Suggestions to tackle this MemoryError

hipoglucido commented 8 years ago

Hello, I am using ami-125b2c72 (g2.2xlarge) with spot price as you suggested in another issue (thanks a lot). After struggling a bit with CUDA drivers I finally got to run some epochs and I am able to save and load all the training files from S3. Now, I have 1441135 examples. I trained one epoch, saved weights, stop ami, re-run script, load weights, train one more epoch and then crashed. I got this output. I wonder if you, @udibr , could give me some ideas or intuitions about what is my problem. One of my questions is, is the memory error about regular RAM or GPU memory? (maybe I could use another AMI).I also got the warning about Epoch comprised more than samples_per_epoch samples, but I am not sure if I should do anything about it.
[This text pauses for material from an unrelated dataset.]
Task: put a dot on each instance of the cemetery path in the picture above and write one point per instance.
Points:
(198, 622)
`ubuntu@ip-xxxxxx:~/auris$ python train2.py Using Theano backend. Using gpu device 0: GRID K520 (CNMeM is enabled with initial size: 95.0% of memory, cuDNN 4007) READING WORD EMBEDDING ('/home/ubuntu/auris//en3_vocabulary-embedding.pkl', ' already downloaded') ('/home/ubuntu/auris//en3_vocabulary-embedding.data.pkl', ' already downloaded') number of examples 1441135 1441135 dimension of embedding space for words 100 vocabulary size 40000 the last 10 words can be used as place holders for unknown/oov words total number of different words 1481094 1481094 number of words outside vocabulary which we can substitue using glove similarity 208580 number of words that will be regarded as unknonw(unk)/out-of-vocabulary(oov) 1232514 H: Vuwani schools damage prompts call for new law to punish vandals D: Department officials on Tuesday briefed MPs on the recovery plans for the protest-ravaged^ Vuwani area in Limpopo . Earlier in May Vuwani residents protested against the creation of a new municipality which will include Malamulele^ residents . The violent protests led to the torching of several schools and other public amenities in the area which disrupted classes . H: Kathmandu Post- Mitsubishi Motors admits cheating fuel tests since 1991 D: Mitsubishi 's eK^ Wagon^ was one of the models affected Reuters Apr 26 , 2016- Mitsubishi Motors has admitted to falsifying some fuel consumption tests since 1991 . The admission follows last week 's revelation that it had falsified fuel economy data for more than 600,000 vehicles sold in Japan . 'For the domestic market , we have been using that method since 1991 , ' said vice-president Ryugo^ Nakao^ at a press conference in Tokyo on Tuesday . MODEL 0 cls=Embedding name=embedding_1 40000x100 1 cls=LSTM name=lstm_1 100x512 512x512 512 100x512 512x512 512 100x512 512x512 512 100x512 512x512 512 2 cls=Dropout name=dropout_1

3 cls=LSTM name=lstm_2 512x512 512x512 512 512x512 512x512 512 512x512 512x512 512 512x512 512x512 512 4 cls=Dropout name=dropout_2

5 cls=LSTM name=lstm_3 512x512 512x512 512 512x512 512x512 512 512x512 512x512 512 512x512 512x512 512 6 cls=Dropout name=dropout_3

7 cls=SimpleContext name=simplecontext_1

8 cls=TimeDistributed name=timedistributed_1 944x40000 40000 9 cls=Activation name=activation_1

LOAD downloading train.hdf5 to /home/ubuntu/auris/train.hdf5: downloaded /home/ubuntu/auris/train.hdf5 Weights downloaded TEST .... ....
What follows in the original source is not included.